Hello,
I'm doing research on improving Tor security via path selection. This work is with Ryan Wails, Aaron Johnson, Prateek Mittal, and Olivier Pereira. In our work, we ran into load-balancing problems that affected our experiments. We identified the problem to originate in the specification and implementation of Proposal 271, "Another algorithm for guard selection", which was implemented in tor-0.3.0.1-alpha ~2 years ago and is thus now in tor stable. In short, Prop 271 causes guards to be selected with probabilities different than their weights due to the way it samples many guards and then chooses primary guards from that sample. We are suggesting a straightforward fix to the problem, which is, roughly speaking, to choose primary guards in the order in which they were sampled. We have created a patch implementing this fix for the case affecting our experiments, which would improve the current situation. We are further suggesting that Tor apply the technique throughout the guard-selection logic.

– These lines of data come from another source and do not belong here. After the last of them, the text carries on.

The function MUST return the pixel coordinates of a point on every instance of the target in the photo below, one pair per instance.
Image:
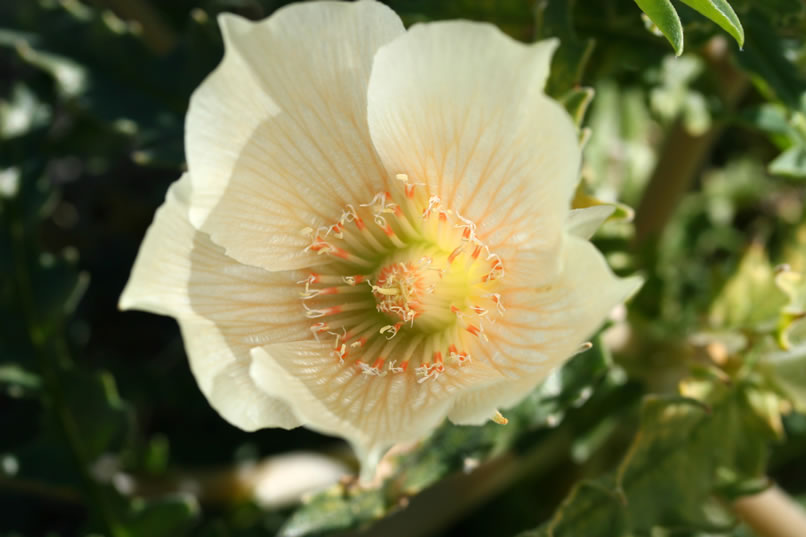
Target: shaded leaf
(721, 13)
(169, 516)
(553, 18)
(750, 298)
(96, 410)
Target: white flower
(374, 233)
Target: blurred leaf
(750, 298)
(771, 118)
(16, 381)
(576, 101)
(721, 13)
(450, 447)
(169, 516)
(790, 163)
(683, 455)
(766, 59)
(554, 19)
(102, 420)
(663, 15)
(335, 509)
(785, 370)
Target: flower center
(409, 285)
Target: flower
(374, 233)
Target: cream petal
(584, 222)
(277, 137)
(179, 271)
(221, 368)
(545, 324)
(371, 412)
(459, 105)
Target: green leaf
(684, 454)
(750, 299)
(721, 13)
(790, 163)
(766, 59)
(785, 370)
(333, 510)
(663, 15)
(449, 448)
(576, 102)
(554, 18)
(101, 418)
(169, 516)
(17, 382)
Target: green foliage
(721, 13)
(665, 18)
(684, 453)
(105, 432)
(450, 449)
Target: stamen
(432, 275)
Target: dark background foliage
(710, 148)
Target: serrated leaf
(750, 299)
(449, 448)
(721, 13)
(665, 17)
(684, 454)
(576, 102)
(101, 418)
(790, 163)
(169, 516)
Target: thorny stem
(683, 154)
(51, 351)
(772, 513)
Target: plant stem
(772, 513)
(156, 33)
(435, 508)
(683, 154)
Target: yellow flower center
(409, 287)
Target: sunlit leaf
(721, 13)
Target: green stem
(684, 154)
(51, 350)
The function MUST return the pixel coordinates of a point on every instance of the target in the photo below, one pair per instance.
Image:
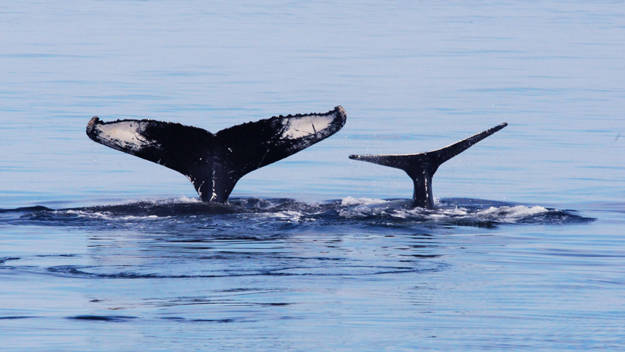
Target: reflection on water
(92, 268)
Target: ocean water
(102, 251)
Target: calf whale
(215, 162)
(421, 167)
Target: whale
(214, 162)
(422, 166)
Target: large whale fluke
(421, 167)
(215, 162)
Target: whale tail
(421, 167)
(215, 162)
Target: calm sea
(316, 252)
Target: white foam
(347, 201)
(125, 134)
(302, 126)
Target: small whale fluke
(215, 162)
(421, 167)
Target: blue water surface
(317, 252)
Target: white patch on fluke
(302, 126)
(125, 134)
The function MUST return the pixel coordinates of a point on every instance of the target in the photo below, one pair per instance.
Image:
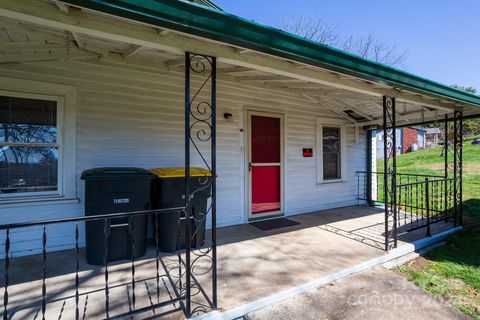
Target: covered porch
(155, 92)
(252, 264)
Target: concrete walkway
(252, 265)
(374, 294)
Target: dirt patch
(419, 265)
(467, 167)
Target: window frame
(331, 123)
(65, 98)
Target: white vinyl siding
(134, 117)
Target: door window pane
(331, 153)
(265, 139)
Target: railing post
(390, 170)
(6, 271)
(369, 168)
(427, 206)
(187, 185)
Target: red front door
(265, 164)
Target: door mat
(274, 224)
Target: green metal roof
(207, 3)
(218, 25)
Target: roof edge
(217, 25)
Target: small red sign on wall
(307, 152)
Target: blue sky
(441, 37)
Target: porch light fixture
(228, 116)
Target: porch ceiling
(56, 36)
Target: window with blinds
(29, 148)
(332, 147)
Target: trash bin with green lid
(169, 192)
(116, 190)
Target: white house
(103, 83)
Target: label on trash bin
(121, 201)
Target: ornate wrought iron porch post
(457, 166)
(200, 151)
(390, 172)
(188, 303)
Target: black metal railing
(370, 185)
(173, 273)
(421, 200)
(422, 203)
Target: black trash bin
(169, 192)
(116, 190)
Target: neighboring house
(432, 137)
(282, 123)
(411, 139)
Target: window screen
(28, 146)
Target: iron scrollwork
(390, 167)
(200, 151)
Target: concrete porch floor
(252, 264)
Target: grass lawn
(452, 270)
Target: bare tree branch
(320, 30)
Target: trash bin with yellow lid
(169, 192)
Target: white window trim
(322, 122)
(65, 96)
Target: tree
(318, 29)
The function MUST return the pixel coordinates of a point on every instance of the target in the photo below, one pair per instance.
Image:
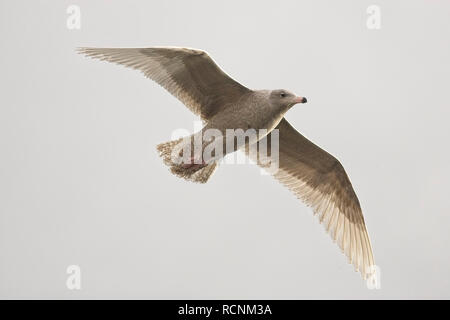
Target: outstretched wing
(188, 74)
(317, 178)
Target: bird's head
(285, 99)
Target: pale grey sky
(81, 182)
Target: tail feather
(200, 174)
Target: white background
(81, 182)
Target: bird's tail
(170, 152)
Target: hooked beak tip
(301, 100)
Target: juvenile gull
(312, 174)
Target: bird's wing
(317, 178)
(188, 74)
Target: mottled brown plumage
(309, 172)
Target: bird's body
(309, 172)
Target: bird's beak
(300, 100)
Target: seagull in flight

In more detail, Prop 271 chooses guards via a multi-step process: 1. It chooses 20 distinct guards (and sometimes more) by sampling without replacement with probability proportional to consensus weight. 2. It produces two subsets of the sample: (1) "filtered" guards, which are guards that satisfy various torrc constraints, and (2) "confirmed" guards, which are guards through which a circuit has been constructed. 3. The "primary" guards (i.e. the actual guards used for circuits) are chosen from the confirmed and filtered subsets. I'm ignoring the additional "usable" subsets for clarity. This description is based on Section 4.6 of the specification (https://gitweb.torproject.org/torspec.git/tree/guard-spec.txt).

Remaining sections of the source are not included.